Galena proves that you can’t judge a book by its cover. Galena clears and aligns all the chakras, from the Root through to the Crown, releasing anything that is stagnant or not needed. It leaves us feeling both physically and mentally calm and neutral, and the body almost weightless, without any sense of fatigue. It is a lead ore, and therefore heavy, and the crystal system is cubic, representing Earth, making it a good candidate for a grounding mineral. At the same time, its silvery colouration creates an alliance with the Crown Chakra, so it can be used to clear and open the Crown and connect with Source, while remaining firmly in the body. The lead content provides a shielding effect to help alleviate electromagnetic stress. There are many lead ores, most of them colourful and translucent. Galena most closely resembles the colour of the lead, and can represent the base metal with which we begin a transformational alchemical process, the spiritual journey towards becoming pure gold.
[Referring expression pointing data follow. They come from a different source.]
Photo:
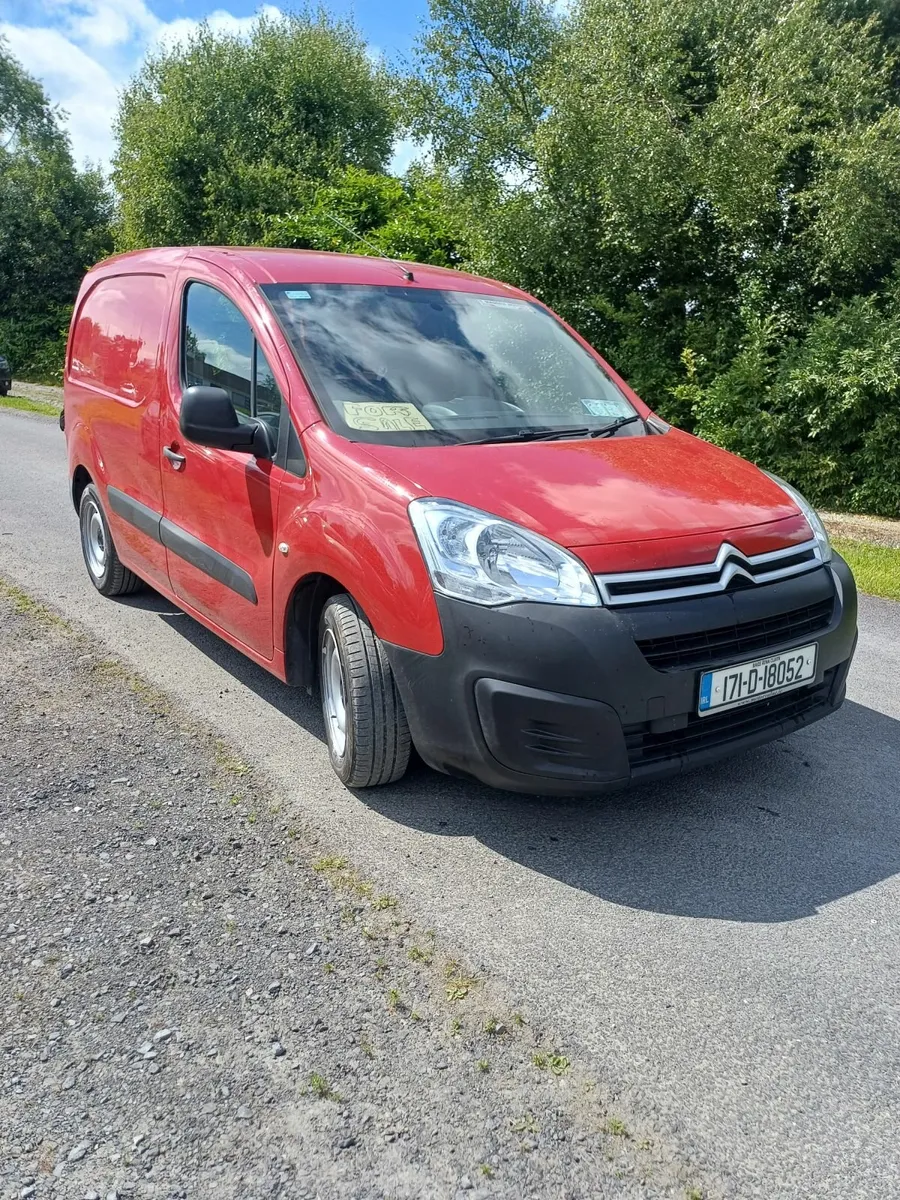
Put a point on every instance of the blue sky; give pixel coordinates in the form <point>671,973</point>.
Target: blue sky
<point>83,51</point>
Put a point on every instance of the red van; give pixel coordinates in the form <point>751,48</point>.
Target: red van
<point>425,493</point>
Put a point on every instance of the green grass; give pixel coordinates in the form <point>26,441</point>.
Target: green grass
<point>876,568</point>
<point>29,406</point>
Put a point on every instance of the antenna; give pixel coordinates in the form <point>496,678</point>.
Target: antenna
<point>358,235</point>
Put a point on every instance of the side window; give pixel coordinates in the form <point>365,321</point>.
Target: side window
<point>220,351</point>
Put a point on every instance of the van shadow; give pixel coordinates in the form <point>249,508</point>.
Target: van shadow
<point>292,702</point>
<point>769,835</point>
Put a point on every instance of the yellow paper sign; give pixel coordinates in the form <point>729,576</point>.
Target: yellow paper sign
<point>381,418</point>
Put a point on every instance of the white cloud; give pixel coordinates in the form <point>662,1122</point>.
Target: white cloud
<point>106,23</point>
<point>82,85</point>
<point>84,52</point>
<point>220,21</point>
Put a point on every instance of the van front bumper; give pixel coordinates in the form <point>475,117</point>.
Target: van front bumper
<point>550,699</point>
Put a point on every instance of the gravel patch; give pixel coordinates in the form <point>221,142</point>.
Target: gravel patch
<point>43,393</point>
<point>199,1001</point>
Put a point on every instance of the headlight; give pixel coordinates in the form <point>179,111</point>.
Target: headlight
<point>815,521</point>
<point>474,556</point>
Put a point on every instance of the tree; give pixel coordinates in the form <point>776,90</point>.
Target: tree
<point>475,95</point>
<point>54,223</point>
<point>219,135</point>
<point>360,213</point>
<point>715,202</point>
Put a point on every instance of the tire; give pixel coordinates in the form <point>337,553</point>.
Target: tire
<point>371,745</point>
<point>105,568</point>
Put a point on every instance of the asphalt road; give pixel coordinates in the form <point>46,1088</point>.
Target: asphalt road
<point>721,951</point>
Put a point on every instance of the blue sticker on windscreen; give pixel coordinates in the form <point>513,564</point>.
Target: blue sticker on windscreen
<point>607,407</point>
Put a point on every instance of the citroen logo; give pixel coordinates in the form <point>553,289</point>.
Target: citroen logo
<point>731,563</point>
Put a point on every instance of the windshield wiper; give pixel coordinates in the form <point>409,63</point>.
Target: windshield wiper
<point>529,435</point>
<point>551,435</point>
<point>607,430</point>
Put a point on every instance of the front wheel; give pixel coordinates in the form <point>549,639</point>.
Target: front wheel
<point>108,575</point>
<point>365,724</point>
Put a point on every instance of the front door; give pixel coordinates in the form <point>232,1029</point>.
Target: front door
<point>221,507</point>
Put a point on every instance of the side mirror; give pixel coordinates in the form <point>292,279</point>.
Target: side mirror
<point>209,419</point>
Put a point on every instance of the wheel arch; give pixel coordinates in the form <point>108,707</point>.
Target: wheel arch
<point>301,625</point>
<point>81,478</point>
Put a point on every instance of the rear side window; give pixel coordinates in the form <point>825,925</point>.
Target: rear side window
<point>115,341</point>
<point>220,351</point>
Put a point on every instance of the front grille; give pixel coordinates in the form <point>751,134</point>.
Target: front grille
<point>711,732</point>
<point>682,652</point>
<point>731,569</point>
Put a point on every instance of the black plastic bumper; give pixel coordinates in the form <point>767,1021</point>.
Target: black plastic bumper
<point>551,699</point>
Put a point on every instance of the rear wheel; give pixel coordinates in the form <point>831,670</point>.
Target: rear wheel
<point>106,570</point>
<point>365,724</point>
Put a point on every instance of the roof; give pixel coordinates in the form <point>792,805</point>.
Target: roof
<point>263,265</point>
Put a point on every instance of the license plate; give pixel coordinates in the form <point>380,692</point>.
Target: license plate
<point>748,682</point>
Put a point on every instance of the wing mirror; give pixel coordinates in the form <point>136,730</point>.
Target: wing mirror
<point>208,418</point>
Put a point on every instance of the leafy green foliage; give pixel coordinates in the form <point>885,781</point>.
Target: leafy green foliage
<point>475,95</point>
<point>54,223</point>
<point>221,135</point>
<point>360,213</point>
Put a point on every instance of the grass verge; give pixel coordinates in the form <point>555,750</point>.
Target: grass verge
<point>29,406</point>
<point>876,568</point>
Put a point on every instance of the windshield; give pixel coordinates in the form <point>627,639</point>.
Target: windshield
<point>415,366</point>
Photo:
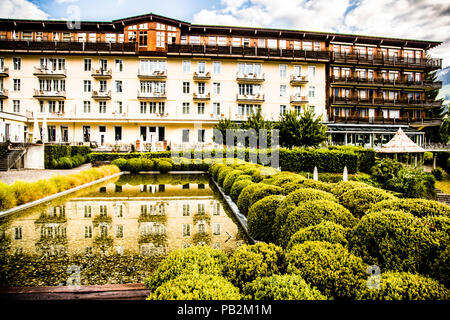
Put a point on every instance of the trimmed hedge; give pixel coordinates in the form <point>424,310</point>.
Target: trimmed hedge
<point>360,200</point>
<point>325,231</point>
<point>405,286</point>
<point>250,262</point>
<point>311,213</point>
<point>198,259</point>
<point>261,217</point>
<point>281,287</point>
<point>393,240</point>
<point>328,267</point>
<point>417,207</point>
<point>196,287</point>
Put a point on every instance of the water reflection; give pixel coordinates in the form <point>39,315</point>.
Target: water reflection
<point>137,215</point>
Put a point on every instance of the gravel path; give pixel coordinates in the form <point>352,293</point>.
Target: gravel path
<point>34,175</point>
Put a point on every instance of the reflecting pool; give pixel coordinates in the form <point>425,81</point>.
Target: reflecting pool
<point>115,232</point>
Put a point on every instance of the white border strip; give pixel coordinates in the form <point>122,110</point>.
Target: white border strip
<point>56,195</point>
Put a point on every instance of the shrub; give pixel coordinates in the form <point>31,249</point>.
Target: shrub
<point>7,199</point>
<point>386,169</point>
<point>261,217</point>
<point>292,200</point>
<point>417,207</point>
<point>328,267</point>
<point>438,174</point>
<point>359,201</point>
<point>281,287</point>
<point>120,163</point>
<point>163,166</point>
<point>311,213</point>
<point>196,287</point>
<point>341,187</point>
<point>325,231</point>
<point>393,240</point>
<point>237,188</point>
<point>250,262</point>
<point>198,259</point>
<point>405,286</point>
<point>252,193</point>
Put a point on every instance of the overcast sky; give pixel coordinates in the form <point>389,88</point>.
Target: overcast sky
<point>413,19</point>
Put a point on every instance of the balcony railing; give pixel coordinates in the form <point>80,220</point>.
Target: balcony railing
<point>101,74</point>
<point>250,77</point>
<point>379,59</point>
<point>101,95</point>
<point>202,96</point>
<point>267,53</point>
<point>42,46</point>
<point>152,75</point>
<point>202,76</point>
<point>49,94</point>
<point>3,93</point>
<point>152,95</point>
<point>384,102</point>
<point>4,72</point>
<point>296,79</point>
<point>379,81</point>
<point>45,72</point>
<point>259,97</point>
<point>299,99</point>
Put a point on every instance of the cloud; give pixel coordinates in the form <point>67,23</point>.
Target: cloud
<point>410,19</point>
<point>21,9</point>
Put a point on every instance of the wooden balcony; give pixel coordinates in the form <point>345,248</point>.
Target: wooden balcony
<point>299,99</point>
<point>297,80</point>
<point>382,60</point>
<point>101,95</point>
<point>152,95</point>
<point>250,97</point>
<point>202,96</point>
<point>156,75</point>
<point>49,73</point>
<point>101,74</point>
<point>202,76</point>
<point>245,52</point>
<point>3,93</point>
<point>250,77</point>
<point>40,94</point>
<point>4,72</point>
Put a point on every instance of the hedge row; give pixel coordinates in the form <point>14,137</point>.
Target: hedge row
<point>53,154</point>
<point>294,160</point>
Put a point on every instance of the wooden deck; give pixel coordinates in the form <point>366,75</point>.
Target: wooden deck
<point>104,292</point>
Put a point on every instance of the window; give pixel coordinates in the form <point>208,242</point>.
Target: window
<point>16,84</point>
<point>201,139</point>
<point>119,65</point>
<point>87,64</point>
<point>186,87</point>
<point>283,71</point>
<point>283,90</point>
<point>186,66</point>
<point>102,107</point>
<point>16,106</point>
<point>118,86</point>
<point>216,88</point>
<point>201,108</point>
<point>217,66</point>
<point>185,107</point>
<point>17,63</point>
<point>87,107</point>
<point>185,135</point>
<point>87,85</point>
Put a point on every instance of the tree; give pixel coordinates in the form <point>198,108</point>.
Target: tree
<point>301,130</point>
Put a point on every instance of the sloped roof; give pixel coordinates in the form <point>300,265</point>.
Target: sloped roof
<point>401,143</point>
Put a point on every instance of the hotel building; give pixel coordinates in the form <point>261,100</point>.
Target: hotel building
<point>168,82</point>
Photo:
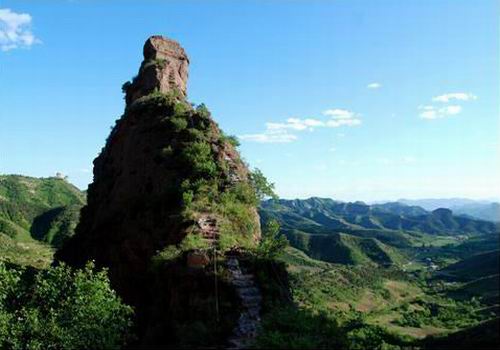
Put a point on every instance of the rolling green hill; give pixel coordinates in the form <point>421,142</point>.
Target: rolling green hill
<point>345,249</point>
<point>321,215</point>
<point>474,267</point>
<point>35,214</point>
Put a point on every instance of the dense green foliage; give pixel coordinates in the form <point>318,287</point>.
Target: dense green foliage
<point>61,308</point>
<point>45,209</point>
<point>318,215</point>
<point>272,244</point>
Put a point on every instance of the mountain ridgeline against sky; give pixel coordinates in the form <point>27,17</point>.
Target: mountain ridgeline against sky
<point>168,181</point>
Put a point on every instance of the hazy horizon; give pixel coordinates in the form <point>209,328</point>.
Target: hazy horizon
<point>324,105</point>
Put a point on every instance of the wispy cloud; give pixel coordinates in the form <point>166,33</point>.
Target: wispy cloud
<point>459,96</point>
<point>431,112</point>
<point>396,161</point>
<point>270,136</point>
<point>339,113</point>
<point>15,30</point>
<point>374,86</point>
<point>284,132</point>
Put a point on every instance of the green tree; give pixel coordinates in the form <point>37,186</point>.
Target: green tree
<point>273,243</point>
<point>263,188</point>
<point>61,308</point>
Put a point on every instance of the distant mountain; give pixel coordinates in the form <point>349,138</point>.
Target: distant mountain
<point>484,211</point>
<point>480,209</point>
<point>357,233</point>
<point>345,249</point>
<point>321,215</point>
<point>474,267</point>
<point>42,209</point>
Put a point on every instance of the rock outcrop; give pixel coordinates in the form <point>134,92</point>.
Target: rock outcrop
<point>165,68</point>
<point>167,181</point>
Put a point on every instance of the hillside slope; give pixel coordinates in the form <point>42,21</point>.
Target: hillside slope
<point>45,209</point>
<point>320,215</point>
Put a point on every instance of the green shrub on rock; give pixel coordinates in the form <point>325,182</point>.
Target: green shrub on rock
<point>61,308</point>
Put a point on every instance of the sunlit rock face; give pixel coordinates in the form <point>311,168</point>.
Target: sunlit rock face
<point>165,68</point>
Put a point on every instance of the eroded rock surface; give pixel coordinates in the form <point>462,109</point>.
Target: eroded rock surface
<point>165,68</point>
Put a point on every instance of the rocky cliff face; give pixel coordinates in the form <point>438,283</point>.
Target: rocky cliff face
<point>165,171</point>
<point>165,69</point>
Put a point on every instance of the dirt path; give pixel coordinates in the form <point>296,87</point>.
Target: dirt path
<point>245,331</point>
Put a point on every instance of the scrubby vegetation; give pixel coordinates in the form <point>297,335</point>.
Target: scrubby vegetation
<point>61,308</point>
<point>36,210</point>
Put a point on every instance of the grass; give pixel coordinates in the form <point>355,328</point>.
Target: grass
<point>25,253</point>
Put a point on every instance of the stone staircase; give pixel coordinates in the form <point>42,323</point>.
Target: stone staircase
<point>245,331</point>
<point>251,300</point>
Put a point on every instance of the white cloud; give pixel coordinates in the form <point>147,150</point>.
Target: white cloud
<point>338,113</point>
<point>460,96</point>
<point>343,122</point>
<point>431,112</point>
<point>284,132</point>
<point>270,136</point>
<point>15,30</point>
<point>374,85</point>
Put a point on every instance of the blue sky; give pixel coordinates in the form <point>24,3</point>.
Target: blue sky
<point>354,100</point>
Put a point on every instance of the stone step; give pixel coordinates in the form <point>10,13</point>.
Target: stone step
<point>243,283</point>
<point>248,291</point>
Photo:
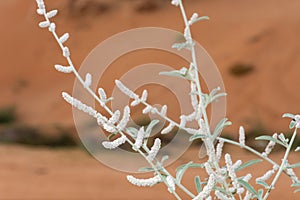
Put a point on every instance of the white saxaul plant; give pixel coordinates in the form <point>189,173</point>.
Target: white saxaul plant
<point>222,182</point>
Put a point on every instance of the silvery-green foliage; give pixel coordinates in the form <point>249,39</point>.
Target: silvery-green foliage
<point>222,181</point>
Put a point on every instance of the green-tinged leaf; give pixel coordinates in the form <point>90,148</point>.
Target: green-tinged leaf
<point>263,183</point>
<point>164,158</point>
<point>150,127</point>
<point>197,136</point>
<point>178,73</point>
<point>295,165</point>
<point>146,169</point>
<point>296,184</point>
<point>260,194</point>
<point>270,138</point>
<point>288,115</point>
<point>249,163</point>
<point>198,184</point>
<point>247,186</point>
<point>220,126</point>
<point>182,169</point>
<point>292,124</point>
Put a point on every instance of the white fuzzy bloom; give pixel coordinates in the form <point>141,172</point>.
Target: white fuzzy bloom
<point>125,119</point>
<point>79,105</point>
<point>207,189</point>
<point>222,196</point>
<point>163,110</point>
<point>231,171</point>
<point>114,144</point>
<point>171,184</point>
<point>144,96</point>
<point>193,19</point>
<point>88,80</point>
<point>126,90</point>
<point>236,165</point>
<point>44,24</point>
<point>242,136</point>
<point>208,168</point>
<point>139,139</point>
<point>183,121</point>
<point>168,129</point>
<point>147,109</point>
<point>63,69</point>
<point>115,117</point>
<point>51,14</point>
<point>144,182</point>
<point>247,178</point>
<point>219,149</point>
<point>175,2</point>
<point>266,176</point>
<point>64,38</point>
<point>102,96</point>
<point>66,52</point>
<point>52,27</point>
<point>270,146</point>
<point>248,196</point>
<point>154,149</point>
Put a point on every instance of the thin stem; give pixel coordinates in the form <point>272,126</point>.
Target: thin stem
<point>282,166</point>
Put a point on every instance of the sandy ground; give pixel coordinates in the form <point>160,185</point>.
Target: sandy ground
<point>262,33</point>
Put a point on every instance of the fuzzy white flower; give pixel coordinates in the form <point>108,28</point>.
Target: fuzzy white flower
<point>144,182</point>
<point>125,119</point>
<point>266,176</point>
<point>114,144</point>
<point>171,184</point>
<point>168,129</point>
<point>242,136</point>
<point>139,139</point>
<point>154,149</point>
<point>207,189</point>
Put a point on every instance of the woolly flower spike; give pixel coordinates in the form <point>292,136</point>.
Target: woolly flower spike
<point>175,2</point>
<point>222,196</point>
<point>79,105</point>
<point>51,14</point>
<point>125,119</point>
<point>168,129</point>
<point>115,117</point>
<point>207,189</point>
<point>242,136</point>
<point>64,38</point>
<point>63,69</point>
<point>66,52</point>
<point>126,90</point>
<point>219,149</point>
<point>52,27</point>
<point>144,182</point>
<point>154,150</point>
<point>270,146</point>
<point>163,110</point>
<point>171,184</point>
<point>88,80</point>
<point>114,144</point>
<point>139,139</point>
<point>44,24</point>
<point>193,18</point>
<point>266,176</point>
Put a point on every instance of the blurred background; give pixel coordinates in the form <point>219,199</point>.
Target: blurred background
<point>254,43</point>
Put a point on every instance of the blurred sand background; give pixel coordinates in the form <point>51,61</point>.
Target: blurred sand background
<point>254,43</point>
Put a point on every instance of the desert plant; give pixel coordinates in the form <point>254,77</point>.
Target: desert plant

In tarot, this is represented by The Fool, about to take his leap of faith, symbolising the first stage on the Soul’s Journey.
- Chemical Formula: PbS
- Group: Sulphides
- Crystal System: Cubic (Isometric)
- Hardness: 2.5
- Birthstone: Secondary birthstone for Capricorn
- Chakra: Root and Earth
- Element: Earth; Metal
Galena is the primary ore mineral of lead. Worked for its lead content as early as 3000 BC, it is found in ore veins with sphalerite, pyrite, chalcopyrite, fahlore etc., skarns, and in sedimentary rocks as beds or impregnations. It often contains small amounts of silver, copper, cadmium, zinc, arsenic, bismuth and antimony. The Romans were successful in removing the silver content. The crystals are bright when fresh but often receive a dull tarnish after exposure to air.
History and Tradition:
Named by Pliny the Elder in 77-79 from the Greek “galene” meaning lead ore. Lead beads have been found in Turkey dating to 6,500 BC, making it possibly the earliest metal to be smelted. Although mined and used industrially (for water pipes and cooking pots), lead minerals were rarely used in traditional medical practice. The exception is ancient Egypt, where galena was ground up, mixed with honey and other ingredients, and taken as a general remedy. Ground galena was also one of the powders used as khol, or eye shadow.